When the noted conditions are violated in a hypothesis testing situation, the Type I error rates can be inflated, meaning that we reject the null hypothesis more often than we have allowed to occur by chance. Specifically, we could have a situation where our assumed 5% significance level test might actually reject the null when it is true 20% of the time. If this is occurring, we call a procedure liberal (it rejects too easily) and if the procedure is liberal, how could we trust a small p-value to be a “real” result and not just an artifact of violating the assumptions of the procedure? Likewise, for confidence intervals we hope that our 95% confidence level procedure, when repeated, will contain the true parameter 95% of the time. If our assumptions are violated, we might actually have an 80% confidence level procedure and it makes it hard to trust the reported results for our observed data set. Statistical inference relies on a belief in the methods underlying our inferences. If we don’t trust our assumptions, we shouldn’t trust the conclusions to perform the way we want them to. As sample sizes increase and/or violations of conditions lessen, then the procedures will perform better. In Chapter 3, some new tools for doing diagnostics are introduced to help us assess how and how much those validity conditions are violated.

It is good to review how to report hypothesis test conclusions and compare those for when we have strong, moderate, or weak evidence. Suppose that we are doing parametric inferences with lm for differences between groups A and B, are extracting the \(t\)-statistics, have 15 degrees of freedom, and obtain the following test statistics and p-values:

\(t_{15} = 3.5\), p-value = 0.0016:
There is strong evidence against the null hypothesis of no difference in the true means of the response between A and B (\(t_{15} = 3.5\), p-value = 0.0016), so we would conclude that there is a difference in the true means.

\(t_{15} = 1.75\), p-value = 0.0503:
There is moderate evidence against the null hypothesis of no difference in the true means of the response between A and B (\(t_{15} = 1.75\), p-value = 0.0503), so we would conclude that there is likely⁵⁸ a difference in the true means.
\(t_{15} = 0.75\), p-value = 0.232:
There is weak evidence against the null hypothesis of no difference in the true means of the response between A and B (\(t_{15} = 0.75\), p-value = 0.232), so we would conclude that there is likely not a difference in the true means.

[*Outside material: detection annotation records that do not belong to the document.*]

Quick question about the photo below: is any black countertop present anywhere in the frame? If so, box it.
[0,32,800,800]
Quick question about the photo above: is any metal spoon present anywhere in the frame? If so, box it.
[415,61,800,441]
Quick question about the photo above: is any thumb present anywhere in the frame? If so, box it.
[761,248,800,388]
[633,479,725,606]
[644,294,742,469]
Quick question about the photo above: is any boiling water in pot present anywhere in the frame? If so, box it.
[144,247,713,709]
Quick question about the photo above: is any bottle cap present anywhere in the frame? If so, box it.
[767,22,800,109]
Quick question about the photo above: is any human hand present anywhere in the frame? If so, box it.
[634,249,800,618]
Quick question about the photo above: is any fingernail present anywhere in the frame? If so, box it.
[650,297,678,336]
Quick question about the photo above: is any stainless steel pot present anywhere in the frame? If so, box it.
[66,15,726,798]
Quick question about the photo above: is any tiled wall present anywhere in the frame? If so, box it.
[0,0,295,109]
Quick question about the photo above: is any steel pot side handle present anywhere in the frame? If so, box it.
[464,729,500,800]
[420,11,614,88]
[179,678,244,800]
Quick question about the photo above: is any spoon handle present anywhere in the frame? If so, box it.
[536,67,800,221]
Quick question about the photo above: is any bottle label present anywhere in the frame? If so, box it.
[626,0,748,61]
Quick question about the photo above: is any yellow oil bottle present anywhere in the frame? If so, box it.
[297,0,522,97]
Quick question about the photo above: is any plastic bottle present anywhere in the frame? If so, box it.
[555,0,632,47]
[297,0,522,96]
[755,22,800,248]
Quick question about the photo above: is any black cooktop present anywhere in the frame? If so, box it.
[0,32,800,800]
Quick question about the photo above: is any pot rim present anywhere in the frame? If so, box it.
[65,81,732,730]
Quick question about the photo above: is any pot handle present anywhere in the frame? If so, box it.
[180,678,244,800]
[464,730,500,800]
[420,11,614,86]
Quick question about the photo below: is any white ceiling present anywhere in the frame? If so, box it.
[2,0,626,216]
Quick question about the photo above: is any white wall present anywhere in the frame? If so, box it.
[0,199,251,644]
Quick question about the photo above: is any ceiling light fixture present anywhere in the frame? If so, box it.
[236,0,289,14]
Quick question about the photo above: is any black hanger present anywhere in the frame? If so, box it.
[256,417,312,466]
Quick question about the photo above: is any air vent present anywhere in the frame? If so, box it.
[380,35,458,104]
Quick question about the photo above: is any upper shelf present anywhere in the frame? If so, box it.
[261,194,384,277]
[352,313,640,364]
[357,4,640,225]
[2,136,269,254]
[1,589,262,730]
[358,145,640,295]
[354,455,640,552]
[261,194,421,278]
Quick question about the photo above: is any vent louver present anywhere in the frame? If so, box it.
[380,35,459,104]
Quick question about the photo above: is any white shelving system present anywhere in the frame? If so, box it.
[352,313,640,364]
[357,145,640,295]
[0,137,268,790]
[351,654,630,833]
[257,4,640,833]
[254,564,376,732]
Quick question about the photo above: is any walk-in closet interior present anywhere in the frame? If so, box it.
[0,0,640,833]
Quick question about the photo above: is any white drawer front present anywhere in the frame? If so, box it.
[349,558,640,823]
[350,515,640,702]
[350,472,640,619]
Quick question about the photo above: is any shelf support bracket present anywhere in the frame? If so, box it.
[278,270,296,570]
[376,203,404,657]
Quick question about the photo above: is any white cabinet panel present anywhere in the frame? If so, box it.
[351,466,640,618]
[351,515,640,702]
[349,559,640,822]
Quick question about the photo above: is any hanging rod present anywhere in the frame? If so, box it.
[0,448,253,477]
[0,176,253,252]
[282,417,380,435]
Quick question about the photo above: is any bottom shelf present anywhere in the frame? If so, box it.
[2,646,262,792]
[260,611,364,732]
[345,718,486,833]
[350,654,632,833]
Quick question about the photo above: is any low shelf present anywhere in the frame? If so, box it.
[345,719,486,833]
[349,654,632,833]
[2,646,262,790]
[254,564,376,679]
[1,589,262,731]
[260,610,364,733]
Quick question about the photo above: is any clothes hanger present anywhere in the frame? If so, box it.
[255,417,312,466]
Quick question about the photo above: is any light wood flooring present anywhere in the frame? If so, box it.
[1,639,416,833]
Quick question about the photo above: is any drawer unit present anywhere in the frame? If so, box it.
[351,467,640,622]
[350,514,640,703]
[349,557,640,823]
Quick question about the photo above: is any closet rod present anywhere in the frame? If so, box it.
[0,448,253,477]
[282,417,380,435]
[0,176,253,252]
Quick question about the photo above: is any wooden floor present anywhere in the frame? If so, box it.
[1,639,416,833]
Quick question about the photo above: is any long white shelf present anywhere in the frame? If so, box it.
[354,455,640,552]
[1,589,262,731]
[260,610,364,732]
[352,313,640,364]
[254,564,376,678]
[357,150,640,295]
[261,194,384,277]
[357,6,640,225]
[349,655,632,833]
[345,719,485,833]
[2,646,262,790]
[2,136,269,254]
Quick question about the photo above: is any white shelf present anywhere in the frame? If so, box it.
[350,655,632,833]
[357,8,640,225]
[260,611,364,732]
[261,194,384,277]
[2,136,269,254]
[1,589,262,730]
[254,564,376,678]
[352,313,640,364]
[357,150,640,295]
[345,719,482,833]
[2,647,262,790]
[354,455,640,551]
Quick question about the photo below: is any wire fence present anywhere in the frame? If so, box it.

The last conclusion also suggests an action to take when we encounter weak evidence against null hypotheses – we could potentially model the responses using the null model since we couldn’t prove it was wrong. We would take this action knowing that we could be wrong, but the “simpler” model that the null hypothesis suggests is often an attractive option in very complex models, such as what we are going to encounter in the coming chapters, especially in Chapters 5 and 8.